La Suisse interdit la pratique de la cuisson des homard qui consiste à les plonger vivants dans l’en bouillante ! https://t.co/YD7xuMgBxi pic.twitter.com/HuMJZ4BJcd
— Food&Sens (@FoodandSens) 10 janvier 2018
Tout en rappelant qu’on a affaire à un vieux débat entre les militants animalistes affirmant que les homards souffrent et ceux qui font «leur beurre» avec et qui disent «évidemment le contraire», le HuffingtonPost.fr résume: «Moins de cruauté pour les homards, donc «mise à mort correcte» du crustacé.» Ce débat, d’ailleurs semble loin d’être clos, Twitter peut en témoigner:
Déjà on ne fait pas bouillir un homard, on le cuit ! Et en le mettant au congélateur quelques minutes avant, on l'endort, 10 mn suffisent pour la cuisson dans une eau salée frémissante .il faudra vraiment en parler aux Suisses !
— Gonzalez Jean-Marie (@GonzalezJeanMa3) 10 janvier 2018
Ouest France avait déjà listé les différentes techniques qui assurent un moindre mal. Le chef bourguignon Marc Meneau, rencontré dans les Côtes-d’Armor, préconisait de «plonger les homards dans des frisons de bois arrosés d’alcool sucré. Ils les sucent, s’enivrent et roupillent.» Ce qui fait dire au quotidien de Rennes dans un de ces saisissants raccourcis mal informés que – haha! – «le petit pays du secret bancaire en pince pour le roi des crustacés». Ce à quoi ajoutent ces Twittos farceurs:
Sauf que ce omar tué(er), c'est à coup de couteau, ce qui reste donc légal là bas pour le homard si on comprend bien. Problème de riches ! Et le crache alors il a toujours droit à l'eau bouillante ?

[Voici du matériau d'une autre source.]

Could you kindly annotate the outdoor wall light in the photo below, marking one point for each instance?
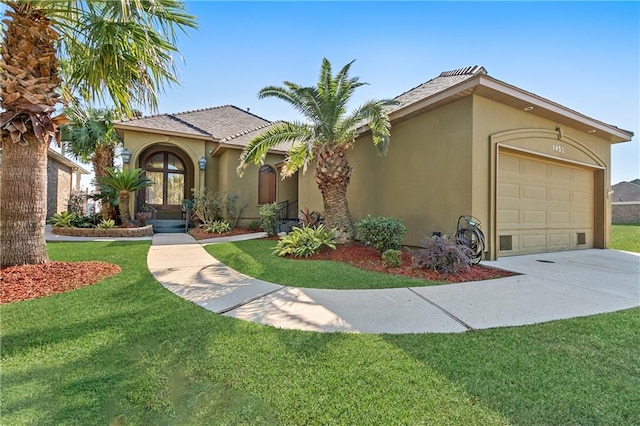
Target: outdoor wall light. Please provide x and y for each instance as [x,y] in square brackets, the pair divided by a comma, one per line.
[126,156]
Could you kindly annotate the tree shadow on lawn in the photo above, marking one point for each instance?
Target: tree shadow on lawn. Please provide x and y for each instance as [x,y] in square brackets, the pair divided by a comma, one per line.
[575,371]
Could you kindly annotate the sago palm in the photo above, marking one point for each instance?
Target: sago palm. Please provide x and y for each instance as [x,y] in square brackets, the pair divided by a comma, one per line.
[121,51]
[328,132]
[124,183]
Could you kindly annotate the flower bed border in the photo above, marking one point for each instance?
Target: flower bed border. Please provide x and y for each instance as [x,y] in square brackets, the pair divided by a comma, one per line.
[143,231]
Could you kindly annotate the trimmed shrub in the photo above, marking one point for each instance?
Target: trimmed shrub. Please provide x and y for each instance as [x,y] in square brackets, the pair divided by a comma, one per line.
[217,227]
[392,258]
[107,224]
[444,255]
[268,213]
[381,233]
[63,219]
[305,241]
[254,225]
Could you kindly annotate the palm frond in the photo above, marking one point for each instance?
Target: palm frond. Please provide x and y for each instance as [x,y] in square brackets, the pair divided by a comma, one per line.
[297,158]
[280,133]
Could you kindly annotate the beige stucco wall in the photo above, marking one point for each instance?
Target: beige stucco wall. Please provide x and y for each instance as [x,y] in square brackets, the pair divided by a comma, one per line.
[441,164]
[495,125]
[220,172]
[246,187]
[425,179]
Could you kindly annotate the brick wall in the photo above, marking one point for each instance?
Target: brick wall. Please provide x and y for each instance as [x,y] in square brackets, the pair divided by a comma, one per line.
[625,212]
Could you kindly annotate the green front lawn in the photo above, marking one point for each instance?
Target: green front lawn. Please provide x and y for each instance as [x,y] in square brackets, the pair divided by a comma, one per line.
[625,237]
[127,351]
[254,258]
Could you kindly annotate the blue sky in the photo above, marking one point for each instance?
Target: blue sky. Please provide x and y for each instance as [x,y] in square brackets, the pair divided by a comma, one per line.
[584,55]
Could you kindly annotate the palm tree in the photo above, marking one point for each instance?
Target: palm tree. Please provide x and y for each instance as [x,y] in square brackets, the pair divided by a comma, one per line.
[325,138]
[124,183]
[90,136]
[120,50]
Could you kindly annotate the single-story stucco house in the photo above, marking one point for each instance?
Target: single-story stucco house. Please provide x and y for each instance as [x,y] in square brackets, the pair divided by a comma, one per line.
[536,173]
[63,180]
[200,149]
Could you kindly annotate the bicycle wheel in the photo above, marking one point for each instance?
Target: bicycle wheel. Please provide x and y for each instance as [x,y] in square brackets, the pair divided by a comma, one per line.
[472,238]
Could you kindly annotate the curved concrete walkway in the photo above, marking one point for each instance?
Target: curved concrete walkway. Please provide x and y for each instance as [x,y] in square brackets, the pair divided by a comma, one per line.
[552,286]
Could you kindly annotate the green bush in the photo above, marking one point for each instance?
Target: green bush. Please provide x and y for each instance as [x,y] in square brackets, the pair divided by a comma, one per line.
[218,227]
[254,225]
[381,233]
[444,255]
[305,241]
[269,213]
[392,258]
[63,220]
[207,206]
[107,224]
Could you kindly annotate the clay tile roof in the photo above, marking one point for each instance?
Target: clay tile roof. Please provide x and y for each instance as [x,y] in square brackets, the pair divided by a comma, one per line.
[219,122]
[445,80]
[242,139]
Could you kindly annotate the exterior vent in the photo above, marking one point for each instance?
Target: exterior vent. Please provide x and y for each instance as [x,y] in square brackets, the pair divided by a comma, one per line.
[582,238]
[474,70]
[506,242]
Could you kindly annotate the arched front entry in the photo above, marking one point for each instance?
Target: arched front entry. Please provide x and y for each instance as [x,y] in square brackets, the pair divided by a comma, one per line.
[172,175]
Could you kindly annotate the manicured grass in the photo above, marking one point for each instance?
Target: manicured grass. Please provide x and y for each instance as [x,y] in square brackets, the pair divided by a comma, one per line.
[127,351]
[254,258]
[625,237]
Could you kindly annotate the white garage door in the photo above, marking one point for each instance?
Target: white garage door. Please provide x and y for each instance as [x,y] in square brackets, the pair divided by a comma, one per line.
[543,206]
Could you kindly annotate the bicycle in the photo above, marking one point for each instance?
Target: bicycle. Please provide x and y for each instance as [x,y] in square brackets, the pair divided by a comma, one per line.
[469,234]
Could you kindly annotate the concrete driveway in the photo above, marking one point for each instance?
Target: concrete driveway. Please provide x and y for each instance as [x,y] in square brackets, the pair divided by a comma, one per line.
[551,286]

— lonvik (@lonvik1) 11 janvier 2018
Car il faut savoir une chose: «Tant qu’il vit caché au fond de son terrier et des océans, n’en sortant que la nuit pour se nourrir, le homard est assuré d’une longue vie tranquille. Pas un hasard si le héros du film The Lobster, du cinéaste grec Yorgos Lanthimos, choisit de se réincarner en ce prince des profondeurs, s’il n’a pas trouvé l’âme sœur au bout de quarante-cinq jours. Il l’a identifié comme étant l’animal plus proche de l’homme»:
Fabien Loup, vétérinaire à l’Office fédéral de la sécurité alimentaire et des affaires vétérinaires, avance au final deux méthodes qui lui semblent plus appropriées pour estourbir le homard: la mort par incision au couteau dans la région thoracique, car «il y a là un point stratégique qui provoque un endormissement immédiat»; ou l’électrocution rapide, avec un appareil récemment mis au point, le Crustastun. Ainsi, conclut le HuffPost non sans lyrisme dramatique, «le claquement et le cognement du homard contre la paroi de la marmite ne sont en rien anodins, et ça ne change rien de refermer le couvercle».